AUTHORS’ CONTRIBUTIONS
The study was conceived by NJW and designed by NJW, RH, JP and DLJD. NJW oversaw study implementation and data collection, analyzed the data, wrote the first draft of the manuscript and reviewed the manuscript following revision by all co-authors. RM, MMM, LG and NM reviewed the study design, oversaw study implementation and data collection, and assisted with data analysis. CO, CM, RH, JP and DLJD reviewed the study design, study data and data analysis.
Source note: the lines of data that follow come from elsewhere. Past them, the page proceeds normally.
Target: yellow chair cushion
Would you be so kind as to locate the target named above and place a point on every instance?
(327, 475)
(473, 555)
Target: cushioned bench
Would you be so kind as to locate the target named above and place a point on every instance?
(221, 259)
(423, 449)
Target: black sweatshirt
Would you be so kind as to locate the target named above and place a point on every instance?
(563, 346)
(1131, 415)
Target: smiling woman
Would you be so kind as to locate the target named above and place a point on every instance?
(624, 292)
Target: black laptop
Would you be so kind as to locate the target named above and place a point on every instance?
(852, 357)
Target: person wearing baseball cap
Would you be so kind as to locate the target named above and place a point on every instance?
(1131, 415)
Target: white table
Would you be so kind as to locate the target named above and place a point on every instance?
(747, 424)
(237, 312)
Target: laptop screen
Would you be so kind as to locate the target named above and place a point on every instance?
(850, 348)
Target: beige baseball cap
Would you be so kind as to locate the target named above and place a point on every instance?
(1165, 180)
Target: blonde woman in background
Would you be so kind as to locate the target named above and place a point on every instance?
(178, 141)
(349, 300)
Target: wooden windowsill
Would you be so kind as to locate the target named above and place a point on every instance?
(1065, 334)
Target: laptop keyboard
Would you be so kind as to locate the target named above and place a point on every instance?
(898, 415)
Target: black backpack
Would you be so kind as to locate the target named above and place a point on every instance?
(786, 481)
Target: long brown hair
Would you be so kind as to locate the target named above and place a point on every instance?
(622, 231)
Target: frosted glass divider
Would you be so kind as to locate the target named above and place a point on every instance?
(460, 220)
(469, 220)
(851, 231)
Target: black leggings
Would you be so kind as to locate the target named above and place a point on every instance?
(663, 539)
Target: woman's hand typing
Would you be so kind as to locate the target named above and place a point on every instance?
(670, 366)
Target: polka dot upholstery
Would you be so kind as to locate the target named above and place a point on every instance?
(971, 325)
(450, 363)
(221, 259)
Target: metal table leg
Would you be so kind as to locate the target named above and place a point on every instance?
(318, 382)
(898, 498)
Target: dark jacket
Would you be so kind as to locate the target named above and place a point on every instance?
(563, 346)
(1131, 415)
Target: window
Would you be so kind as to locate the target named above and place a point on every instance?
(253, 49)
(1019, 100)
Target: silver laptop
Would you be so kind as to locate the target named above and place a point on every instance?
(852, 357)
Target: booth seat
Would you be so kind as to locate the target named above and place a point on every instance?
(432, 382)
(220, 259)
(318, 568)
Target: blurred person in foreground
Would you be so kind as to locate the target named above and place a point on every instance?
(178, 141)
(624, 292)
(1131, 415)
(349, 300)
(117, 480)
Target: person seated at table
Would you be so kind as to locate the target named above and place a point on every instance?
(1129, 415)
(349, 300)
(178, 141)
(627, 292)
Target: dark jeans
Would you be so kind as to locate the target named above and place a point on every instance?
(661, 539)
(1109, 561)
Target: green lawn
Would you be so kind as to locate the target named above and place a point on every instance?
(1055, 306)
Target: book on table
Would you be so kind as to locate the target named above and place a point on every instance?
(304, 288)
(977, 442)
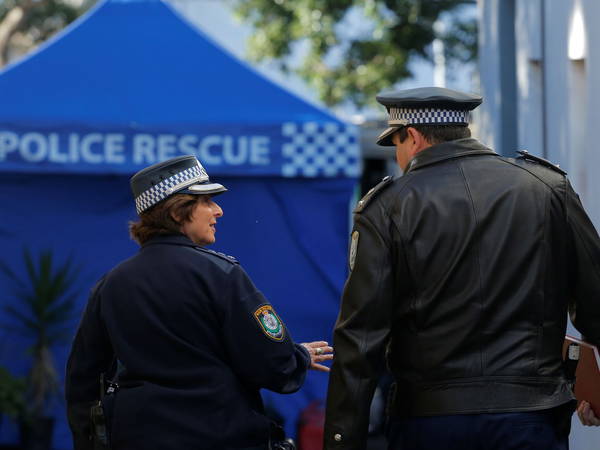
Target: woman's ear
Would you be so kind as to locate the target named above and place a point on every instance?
(175, 217)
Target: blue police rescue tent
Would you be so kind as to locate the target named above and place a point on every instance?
(131, 84)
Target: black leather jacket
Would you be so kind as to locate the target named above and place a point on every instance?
(462, 275)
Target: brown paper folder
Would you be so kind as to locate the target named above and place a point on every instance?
(587, 374)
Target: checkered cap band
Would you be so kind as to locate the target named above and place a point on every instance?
(168, 186)
(406, 116)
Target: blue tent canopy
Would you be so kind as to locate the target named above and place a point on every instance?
(133, 84)
(130, 84)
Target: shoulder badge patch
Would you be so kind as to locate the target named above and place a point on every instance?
(353, 249)
(363, 202)
(220, 255)
(270, 322)
(544, 162)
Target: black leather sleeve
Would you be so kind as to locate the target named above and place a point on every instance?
(585, 269)
(361, 332)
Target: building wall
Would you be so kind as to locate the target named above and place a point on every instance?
(552, 88)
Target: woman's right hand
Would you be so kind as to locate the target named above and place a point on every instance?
(586, 415)
(319, 351)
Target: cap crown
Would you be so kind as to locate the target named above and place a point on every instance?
(159, 181)
(430, 97)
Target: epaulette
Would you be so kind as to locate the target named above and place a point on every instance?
(229, 259)
(363, 202)
(544, 162)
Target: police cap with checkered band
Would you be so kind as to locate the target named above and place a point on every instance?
(180, 175)
(425, 106)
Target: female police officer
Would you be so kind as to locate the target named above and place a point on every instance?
(192, 338)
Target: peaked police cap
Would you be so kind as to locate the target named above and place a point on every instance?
(427, 106)
(180, 175)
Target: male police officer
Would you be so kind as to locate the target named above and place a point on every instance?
(194, 339)
(462, 272)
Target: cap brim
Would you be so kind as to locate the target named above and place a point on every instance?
(385, 138)
(208, 188)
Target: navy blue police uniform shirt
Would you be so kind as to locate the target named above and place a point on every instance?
(195, 341)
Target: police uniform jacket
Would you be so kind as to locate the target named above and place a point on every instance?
(462, 272)
(195, 342)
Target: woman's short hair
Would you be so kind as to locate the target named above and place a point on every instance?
(160, 219)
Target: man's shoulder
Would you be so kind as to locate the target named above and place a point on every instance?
(544, 170)
(373, 193)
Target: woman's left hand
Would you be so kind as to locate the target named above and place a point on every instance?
(319, 351)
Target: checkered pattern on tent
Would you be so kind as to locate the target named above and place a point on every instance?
(320, 149)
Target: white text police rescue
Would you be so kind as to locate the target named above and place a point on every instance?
(112, 148)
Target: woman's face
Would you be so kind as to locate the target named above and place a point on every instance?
(201, 227)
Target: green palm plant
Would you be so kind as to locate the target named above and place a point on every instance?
(43, 314)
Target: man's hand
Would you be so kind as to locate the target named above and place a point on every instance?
(586, 415)
(319, 351)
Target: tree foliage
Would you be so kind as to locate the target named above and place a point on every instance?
(43, 311)
(352, 49)
(26, 23)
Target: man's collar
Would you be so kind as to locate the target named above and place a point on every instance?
(447, 150)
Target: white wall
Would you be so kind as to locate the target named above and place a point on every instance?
(556, 96)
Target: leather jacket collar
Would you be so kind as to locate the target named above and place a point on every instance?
(448, 150)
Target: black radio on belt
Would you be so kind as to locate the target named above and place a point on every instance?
(571, 360)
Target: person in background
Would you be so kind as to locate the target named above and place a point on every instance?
(183, 333)
(462, 271)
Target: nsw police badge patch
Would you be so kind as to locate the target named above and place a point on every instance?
(269, 322)
(353, 249)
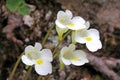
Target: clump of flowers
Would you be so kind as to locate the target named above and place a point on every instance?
(41, 59)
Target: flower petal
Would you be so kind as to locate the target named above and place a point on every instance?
(28, 48)
(46, 54)
(69, 13)
(81, 55)
(59, 14)
(79, 36)
(94, 33)
(38, 46)
(87, 24)
(59, 24)
(44, 69)
(78, 19)
(63, 50)
(77, 23)
(94, 45)
(77, 63)
(26, 60)
(65, 61)
(71, 47)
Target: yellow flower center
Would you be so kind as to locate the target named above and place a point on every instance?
(31, 52)
(62, 20)
(39, 61)
(88, 39)
(71, 25)
(75, 59)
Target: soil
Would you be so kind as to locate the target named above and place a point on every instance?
(103, 15)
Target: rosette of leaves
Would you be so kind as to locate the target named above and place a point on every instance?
(17, 6)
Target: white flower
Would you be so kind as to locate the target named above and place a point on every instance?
(69, 55)
(40, 58)
(78, 23)
(63, 18)
(90, 37)
(28, 20)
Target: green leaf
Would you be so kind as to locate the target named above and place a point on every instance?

JK, GJ-S and JP designed the PrIMA-X study, and LM and DLJD designed the PrEP-PP study. All authors contributed to the development of this manuscript, and have read and approved the final manuscript.
ACKNOWLEDGEMENTS
We would like to thank all PrEP-PP and PrIMA-X study participants for their time and perspectives, as well as the PrEP-PP and PrIMA-X project staff, the City of Cape Town Department of Health, Kenyan Ministry of Health, and Siaya and Homa Bay County Governments.
FUNDING
This work was funded by the National Institute of Mental Health: R01MH116771 (DJD, LM), The Eunice Kennedy Shriver National Institute of Child Health and Human Development: 1R01HD106821 (DJD) R01HD100201 (JP), the Fogarty International Center: K01TW011187 (DJD), the National Institute of Nursing Research: R01NR019220 (JP and JK) and the National Institutes of Allergy and Infectious Diseases: R01AI125498 (GJS).
Open Research
DATA AVAILABILITY STATEMENT
The data that support the findings of this study are available upon request from the corresponding author, [email protected].